How to complain about your insurance provider
The insurance industry doesn't have the best customer-service reputation and while a provider may be good for some, it can be hell for others. Common problems include claims either not being paid out on time or at all, unfair charges, or exclusions being hidden in small print. It's always worth trying to call your provider first, but, if not, then…
Travel insurance for pre-existing conditions FAQ
If you currently have a policy but later develop a medical condition, you need to tell your insurer immediately. Insurers need to know about any condition you currently have, or may have had in the past, so they can accurately price your cover. If you have a condition they do not know about it will not be included as part of your policy, and if you fall ill because of it, you would have to foot the medical bill yourself as they will reject your claim.
Pregnancy is not classed as a pre-existing condition and does not need to be declared to your insurer. You should be covered by most insurers if you have a pregnancy-related emergency abroad providing you have not had any complications.
We have seen that cover can be limited from week 29 and other policies that limit the cover up to week 32 (or 24 weeks for multiple pregnancies) – so always check as it does vary with different insurers.
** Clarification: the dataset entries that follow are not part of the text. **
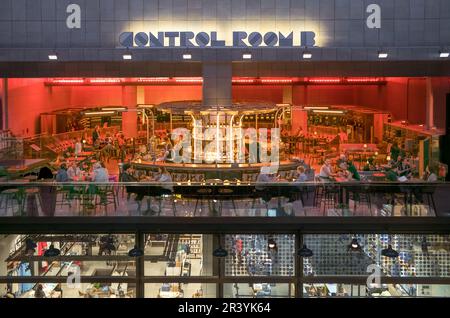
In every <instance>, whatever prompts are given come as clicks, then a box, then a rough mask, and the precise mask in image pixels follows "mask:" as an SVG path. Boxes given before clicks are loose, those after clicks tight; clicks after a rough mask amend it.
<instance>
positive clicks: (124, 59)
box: [122, 53, 133, 60]
mask: <svg viewBox="0 0 450 318" xmlns="http://www.w3.org/2000/svg"><path fill="white" fill-rule="evenodd" d="M122 58H123V59H124V60H132V59H133V55H132V54H131V53H124V54H123V55H122Z"/></svg>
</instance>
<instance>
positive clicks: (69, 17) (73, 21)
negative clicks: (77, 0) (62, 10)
mask: <svg viewBox="0 0 450 318" xmlns="http://www.w3.org/2000/svg"><path fill="white" fill-rule="evenodd" d="M66 13H70V14H69V16H68V17H67V20H66V26H67V28H68V29H81V8H80V6H79V5H78V4H69V5H68V6H67V9H66Z"/></svg>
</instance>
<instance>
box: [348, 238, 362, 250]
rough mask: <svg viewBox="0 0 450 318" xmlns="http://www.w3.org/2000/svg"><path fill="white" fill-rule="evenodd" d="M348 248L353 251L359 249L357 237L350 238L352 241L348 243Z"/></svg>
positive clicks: (358, 242) (360, 248) (358, 245)
mask: <svg viewBox="0 0 450 318" xmlns="http://www.w3.org/2000/svg"><path fill="white" fill-rule="evenodd" d="M348 249H349V251H353V252H357V251H361V245H360V244H359V242H358V239H357V238H353V239H352V242H351V243H350V244H349V245H348Z"/></svg>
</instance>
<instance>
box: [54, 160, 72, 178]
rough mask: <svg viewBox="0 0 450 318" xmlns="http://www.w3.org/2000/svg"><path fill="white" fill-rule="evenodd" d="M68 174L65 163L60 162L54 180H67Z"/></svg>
mask: <svg viewBox="0 0 450 318" xmlns="http://www.w3.org/2000/svg"><path fill="white" fill-rule="evenodd" d="M68 181H69V176H68V175H67V166H66V164H65V163H63V164H61V166H60V167H59V170H58V172H57V173H56V182H68Z"/></svg>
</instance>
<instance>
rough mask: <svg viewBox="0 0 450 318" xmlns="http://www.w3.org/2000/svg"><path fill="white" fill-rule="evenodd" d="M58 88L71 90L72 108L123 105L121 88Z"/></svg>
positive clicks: (71, 99)
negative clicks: (78, 107)
mask: <svg viewBox="0 0 450 318" xmlns="http://www.w3.org/2000/svg"><path fill="white" fill-rule="evenodd" d="M58 88H59V89H65V90H70V105H71V106H75V107H76V106H119V105H122V87H121V86H73V87H58Z"/></svg>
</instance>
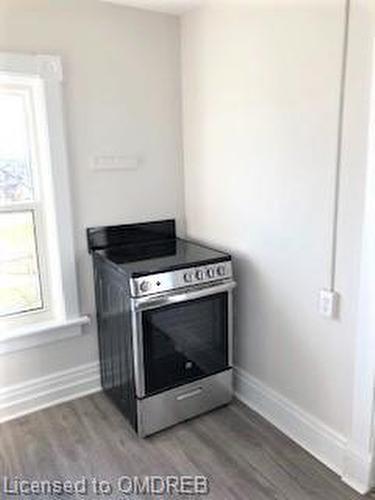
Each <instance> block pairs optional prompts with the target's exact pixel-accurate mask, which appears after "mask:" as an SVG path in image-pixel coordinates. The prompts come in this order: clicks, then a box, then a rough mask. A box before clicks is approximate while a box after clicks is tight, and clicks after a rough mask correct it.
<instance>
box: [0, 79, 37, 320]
mask: <svg viewBox="0 0 375 500" xmlns="http://www.w3.org/2000/svg"><path fill="white" fill-rule="evenodd" d="M34 100H35V96H34V95H33V85H32V82H31V81H30V83H29V82H27V81H26V82H24V83H23V84H21V83H17V80H16V79H14V78H13V81H12V83H10V80H9V78H6V79H4V78H3V79H2V78H1V76H0V275H1V282H0V317H6V316H11V315H16V314H21V313H27V312H31V311H43V310H46V308H47V290H46V289H45V288H46V287H45V285H44V284H45V283H46V282H47V276H46V273H45V272H44V269H43V270H42V266H41V260H42V259H41V250H42V247H43V244H42V241H41V239H42V238H41V237H40V235H41V233H42V228H41V227H40V226H41V224H40V221H41V219H42V210H43V202H42V195H41V189H40V182H39V181H40V179H39V177H40V168H38V167H40V165H38V157H40V155H38V153H37V150H38V140H37V130H36V128H37V123H36V120H35V116H34V115H35V112H34V109H35V106H34Z"/></svg>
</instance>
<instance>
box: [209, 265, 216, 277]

It's also recommended you get a letter from your doctor and take this with you, stating how many weeks pregnant you are, along with your travel insurance documents. As pregnancy is not an unforeseen condition it will not be covered by most travel insurers in its later phases.
In January 2015, British couple Lee Johnston and Katie Amos were left facing a medical bill of more than £100,000 after Katie gave birth 11 weeks early. In this instance, their insurer paid out. However, as always, to make sure you are covered, check the terms and conditions of your policy carefully.
You will not need any special sign-off from a doctor before you travel if you have pre-existing conditions but your insurer may have to refer back to your doctor for more information when you apply for cover. However, if you are under doctor's orders not to travel but decide to venture overseas anyway, your travel insurance will be invalid.
If you are looking to find cover but are awaiting diagnosis, surgery, treatment or tests, or you have an illness that you have not discussed with a doctor, you will struggle to get cover. In this instance you may have to put your travel plans on hold – especially if the condition is potentially serious.